Volevo sapere cosa preferite dopo formule introduttive tipo _è appurato che_... 
Congiuntivo o Indicativo?

_É appurato che gli piaccia viaggiare_
_É appurato che gli piace viaggiare_
Ciao


----------



## irene.acler

Io personalmente uso l'indicativo.


----------



## njnye

Bah, visto che "appurato" rimanda a una certezza, io sono per l'indicativo: il congiuntivo è troppo dubbioso...


----------



## Dobean

Io uso il congiuntivo, anche se in effetti l'indicativo sarebbe più corretto.


----------



## claudine2006

Grammaticalmente, visto che "è appurato" indica una certezza, bisognerebbe usare l'indicativo ma sentirai usare entrambe le forme.


----------



## sabrinita85

Tendo ad usare e il congiuntivo e l'indicativo.


----------



## femmejolie

E' appurato è sinonimo di è verificato? Non l'avevo mai sentito.
Si usa molto quest'aggettivo?


----------



## sabrinita85

È appurato = è assodato = è sicuro.

Beh, in alcuni casi sì, è usato, come del resto "assodato".


----------



## irene.acler

Sì, appurato è sinonimo di verificato, comprovato.
Credo si usi abbastanza frequentemente.


----------



## claudine2006

femmejolie said:


> E' appurato è sinonimo di è verificato? Non l'avevo mai sentito.
> Si usa molto quest'aggettivo?


_Appurato_ si usa con abbastanza frequenza come sinonimo di:
accertato, acclarato, assodato, comprovato, dimostrato, documentato, verificato.


----------



## femmejolie

claudine2006 said:


> _Appurato_ si usa con abbastanza frequenza come sinonimo di:
> accertato, acclarato, assodato, comprovato, dimostrato, documentato, verificato.


Grazie, Claudine! Mi servono molto di più 4 sinonimi scritti da una madrelingua di un elenco così esauriente, a freddo. E poi questo link 
ce l'avevo anch'io, Irene!
Correggimi pure i miei errori, Claudine! Non ce ne sono molti, vero?


----------



## infinite sadness

Solo due, mi sembra.


----------



## femmejolie

infinite sadness said:


> Solo due, mi sembra.


Su, dai! Allora dimmeli!


----------



## infinite sadness

_Mi servono molto di più 4 sinonimi scritti da una madrelingua che un elenco così esauriente...
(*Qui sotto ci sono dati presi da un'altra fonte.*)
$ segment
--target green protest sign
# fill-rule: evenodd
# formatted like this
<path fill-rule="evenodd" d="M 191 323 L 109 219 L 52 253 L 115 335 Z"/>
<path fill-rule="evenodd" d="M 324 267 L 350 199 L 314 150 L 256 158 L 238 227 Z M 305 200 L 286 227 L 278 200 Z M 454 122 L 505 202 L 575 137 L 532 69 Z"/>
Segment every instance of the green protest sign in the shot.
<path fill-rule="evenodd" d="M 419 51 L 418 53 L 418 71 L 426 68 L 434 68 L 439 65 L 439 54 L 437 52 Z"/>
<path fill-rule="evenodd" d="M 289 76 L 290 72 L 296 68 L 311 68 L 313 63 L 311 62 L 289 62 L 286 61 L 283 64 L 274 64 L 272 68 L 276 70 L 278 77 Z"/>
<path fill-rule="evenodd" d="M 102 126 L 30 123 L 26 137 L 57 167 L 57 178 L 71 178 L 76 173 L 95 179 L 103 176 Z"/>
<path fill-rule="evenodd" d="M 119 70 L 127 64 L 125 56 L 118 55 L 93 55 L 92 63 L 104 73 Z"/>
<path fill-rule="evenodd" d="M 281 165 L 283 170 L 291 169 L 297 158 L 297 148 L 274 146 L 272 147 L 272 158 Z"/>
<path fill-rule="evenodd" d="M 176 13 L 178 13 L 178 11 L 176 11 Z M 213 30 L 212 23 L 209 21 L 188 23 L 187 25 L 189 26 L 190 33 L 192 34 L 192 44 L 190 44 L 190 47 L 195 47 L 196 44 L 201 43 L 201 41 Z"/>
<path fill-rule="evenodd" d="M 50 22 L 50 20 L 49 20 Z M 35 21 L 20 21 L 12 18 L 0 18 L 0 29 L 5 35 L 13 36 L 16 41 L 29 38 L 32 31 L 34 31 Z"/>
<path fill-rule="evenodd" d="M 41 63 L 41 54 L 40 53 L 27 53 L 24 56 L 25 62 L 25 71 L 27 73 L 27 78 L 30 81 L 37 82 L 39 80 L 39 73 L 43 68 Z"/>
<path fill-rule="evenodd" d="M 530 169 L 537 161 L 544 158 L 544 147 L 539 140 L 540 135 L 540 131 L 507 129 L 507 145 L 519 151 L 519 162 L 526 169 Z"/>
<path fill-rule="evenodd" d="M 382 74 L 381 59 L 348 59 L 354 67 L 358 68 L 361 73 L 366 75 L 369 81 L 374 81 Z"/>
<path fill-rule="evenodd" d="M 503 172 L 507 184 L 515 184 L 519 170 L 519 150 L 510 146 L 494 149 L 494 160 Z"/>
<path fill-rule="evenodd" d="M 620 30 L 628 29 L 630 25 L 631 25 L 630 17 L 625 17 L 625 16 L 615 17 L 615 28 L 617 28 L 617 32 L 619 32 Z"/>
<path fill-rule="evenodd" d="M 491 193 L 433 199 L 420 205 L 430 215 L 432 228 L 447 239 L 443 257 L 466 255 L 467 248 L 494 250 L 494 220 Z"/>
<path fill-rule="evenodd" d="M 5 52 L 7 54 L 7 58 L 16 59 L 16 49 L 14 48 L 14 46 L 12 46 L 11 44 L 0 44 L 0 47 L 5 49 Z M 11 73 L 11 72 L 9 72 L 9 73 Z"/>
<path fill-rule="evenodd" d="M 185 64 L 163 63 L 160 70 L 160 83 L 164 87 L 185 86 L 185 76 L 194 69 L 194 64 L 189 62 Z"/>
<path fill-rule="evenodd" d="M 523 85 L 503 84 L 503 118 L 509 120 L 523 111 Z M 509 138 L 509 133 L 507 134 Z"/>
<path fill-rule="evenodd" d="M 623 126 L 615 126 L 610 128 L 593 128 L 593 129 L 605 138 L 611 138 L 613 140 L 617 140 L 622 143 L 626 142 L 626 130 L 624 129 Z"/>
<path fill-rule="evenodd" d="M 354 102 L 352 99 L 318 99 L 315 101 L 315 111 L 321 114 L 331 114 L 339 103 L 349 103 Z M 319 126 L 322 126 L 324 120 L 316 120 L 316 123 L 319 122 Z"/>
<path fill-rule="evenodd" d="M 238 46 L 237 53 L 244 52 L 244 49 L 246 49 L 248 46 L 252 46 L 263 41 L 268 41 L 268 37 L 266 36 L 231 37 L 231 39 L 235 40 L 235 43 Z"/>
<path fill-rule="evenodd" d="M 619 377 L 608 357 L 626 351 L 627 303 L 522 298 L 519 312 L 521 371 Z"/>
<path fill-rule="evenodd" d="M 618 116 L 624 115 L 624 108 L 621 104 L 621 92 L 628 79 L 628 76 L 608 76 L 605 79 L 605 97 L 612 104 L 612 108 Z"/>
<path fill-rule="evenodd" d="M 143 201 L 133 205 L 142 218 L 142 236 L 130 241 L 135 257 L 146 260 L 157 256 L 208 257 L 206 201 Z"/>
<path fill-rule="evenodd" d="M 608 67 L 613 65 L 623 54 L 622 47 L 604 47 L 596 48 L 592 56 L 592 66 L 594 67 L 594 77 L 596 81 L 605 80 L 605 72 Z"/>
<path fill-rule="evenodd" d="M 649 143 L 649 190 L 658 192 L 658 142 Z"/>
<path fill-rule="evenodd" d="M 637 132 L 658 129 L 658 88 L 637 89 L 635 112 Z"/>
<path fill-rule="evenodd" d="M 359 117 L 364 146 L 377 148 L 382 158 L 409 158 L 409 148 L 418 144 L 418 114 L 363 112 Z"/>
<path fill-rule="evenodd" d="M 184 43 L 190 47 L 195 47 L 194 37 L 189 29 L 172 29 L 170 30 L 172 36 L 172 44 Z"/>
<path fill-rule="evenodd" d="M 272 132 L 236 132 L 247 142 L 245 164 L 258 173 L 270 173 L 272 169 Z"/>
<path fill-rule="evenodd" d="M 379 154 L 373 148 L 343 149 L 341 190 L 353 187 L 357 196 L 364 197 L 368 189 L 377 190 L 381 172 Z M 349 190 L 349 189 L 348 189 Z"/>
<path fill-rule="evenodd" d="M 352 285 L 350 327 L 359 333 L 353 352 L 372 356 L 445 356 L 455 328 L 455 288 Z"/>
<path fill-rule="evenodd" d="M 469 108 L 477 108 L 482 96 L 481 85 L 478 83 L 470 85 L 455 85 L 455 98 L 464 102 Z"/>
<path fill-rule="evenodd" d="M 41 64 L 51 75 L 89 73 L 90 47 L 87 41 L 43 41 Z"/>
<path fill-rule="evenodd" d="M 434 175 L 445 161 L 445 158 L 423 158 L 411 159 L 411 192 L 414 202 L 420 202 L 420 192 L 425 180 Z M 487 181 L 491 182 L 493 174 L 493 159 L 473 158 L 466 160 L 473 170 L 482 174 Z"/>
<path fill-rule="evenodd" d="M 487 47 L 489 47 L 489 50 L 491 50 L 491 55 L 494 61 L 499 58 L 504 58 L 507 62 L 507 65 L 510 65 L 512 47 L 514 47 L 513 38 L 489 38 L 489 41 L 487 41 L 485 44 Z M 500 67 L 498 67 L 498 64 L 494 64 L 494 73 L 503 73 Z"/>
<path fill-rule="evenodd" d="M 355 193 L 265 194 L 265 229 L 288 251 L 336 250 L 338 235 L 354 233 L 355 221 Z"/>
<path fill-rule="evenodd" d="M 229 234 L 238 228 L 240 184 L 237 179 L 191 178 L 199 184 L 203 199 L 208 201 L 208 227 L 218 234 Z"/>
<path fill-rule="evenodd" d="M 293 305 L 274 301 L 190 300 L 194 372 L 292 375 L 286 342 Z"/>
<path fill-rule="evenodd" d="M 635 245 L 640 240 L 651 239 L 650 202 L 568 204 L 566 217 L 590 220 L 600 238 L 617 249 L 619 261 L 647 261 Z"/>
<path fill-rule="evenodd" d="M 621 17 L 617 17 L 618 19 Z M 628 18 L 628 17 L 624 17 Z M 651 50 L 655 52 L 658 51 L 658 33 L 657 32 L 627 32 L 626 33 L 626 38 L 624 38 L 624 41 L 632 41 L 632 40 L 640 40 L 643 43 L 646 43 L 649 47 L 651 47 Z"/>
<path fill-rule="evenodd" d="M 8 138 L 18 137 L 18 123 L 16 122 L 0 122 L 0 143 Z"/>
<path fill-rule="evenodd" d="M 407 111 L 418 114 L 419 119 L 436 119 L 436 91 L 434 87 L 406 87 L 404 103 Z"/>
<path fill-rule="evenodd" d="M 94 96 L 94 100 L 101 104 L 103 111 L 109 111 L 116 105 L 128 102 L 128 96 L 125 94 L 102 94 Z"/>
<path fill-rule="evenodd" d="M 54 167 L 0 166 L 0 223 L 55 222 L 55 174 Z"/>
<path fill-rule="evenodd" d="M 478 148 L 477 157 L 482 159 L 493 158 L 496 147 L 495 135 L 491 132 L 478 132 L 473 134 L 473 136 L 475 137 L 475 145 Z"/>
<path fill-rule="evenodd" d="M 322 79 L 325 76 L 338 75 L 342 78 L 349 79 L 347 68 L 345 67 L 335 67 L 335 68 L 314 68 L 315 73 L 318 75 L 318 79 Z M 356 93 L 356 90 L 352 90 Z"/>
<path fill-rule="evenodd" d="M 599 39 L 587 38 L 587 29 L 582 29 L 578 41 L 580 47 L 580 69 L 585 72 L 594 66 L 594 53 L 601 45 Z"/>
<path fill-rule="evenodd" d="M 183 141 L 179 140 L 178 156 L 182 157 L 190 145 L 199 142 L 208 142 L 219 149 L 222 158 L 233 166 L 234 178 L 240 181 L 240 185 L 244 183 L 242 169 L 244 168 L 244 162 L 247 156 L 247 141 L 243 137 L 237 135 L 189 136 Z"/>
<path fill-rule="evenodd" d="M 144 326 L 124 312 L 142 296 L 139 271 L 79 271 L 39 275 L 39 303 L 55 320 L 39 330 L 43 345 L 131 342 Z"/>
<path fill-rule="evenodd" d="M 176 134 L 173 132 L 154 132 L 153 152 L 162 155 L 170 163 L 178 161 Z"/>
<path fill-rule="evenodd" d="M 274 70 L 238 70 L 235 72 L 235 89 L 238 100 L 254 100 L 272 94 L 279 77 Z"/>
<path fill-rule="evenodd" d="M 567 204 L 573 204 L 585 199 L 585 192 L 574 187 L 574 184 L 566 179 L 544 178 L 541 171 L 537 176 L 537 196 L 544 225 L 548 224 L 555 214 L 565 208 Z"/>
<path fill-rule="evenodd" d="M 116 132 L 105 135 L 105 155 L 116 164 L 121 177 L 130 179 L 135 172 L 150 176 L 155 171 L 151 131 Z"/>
Correggi*[*mi*]* pure i miei errori..._


----------



## femmejolie

infinite sadness said:


> _Mi servono molto di più 4 sinonimi scritti da una madrelingua che un elenco così esauriente..._
> 
> _Correggi*[*mi*]* pure i miei errori..._


 
Grazie. Servire--> che  (si comparano 2 verbi. Che sciocca!)


----------



## pizzi

TimeHP said:


> Ciao a tutti.
> Volevo sapere cosa preferite dopo formule introduttive tipo _è appurato che_...
> Congiuntivo o Indicativo?
> 
> _É appurato che gli piaccia viaggiare_
> _É appurato che gli piace viaggiare_
> Ciao


 
Voto per sostituire _gli _con_ a lui... _in quest'ordine:

_E' appurato che a lui piaccia viaggiare_
_E' appurato che a lui piace viaggiare_


----------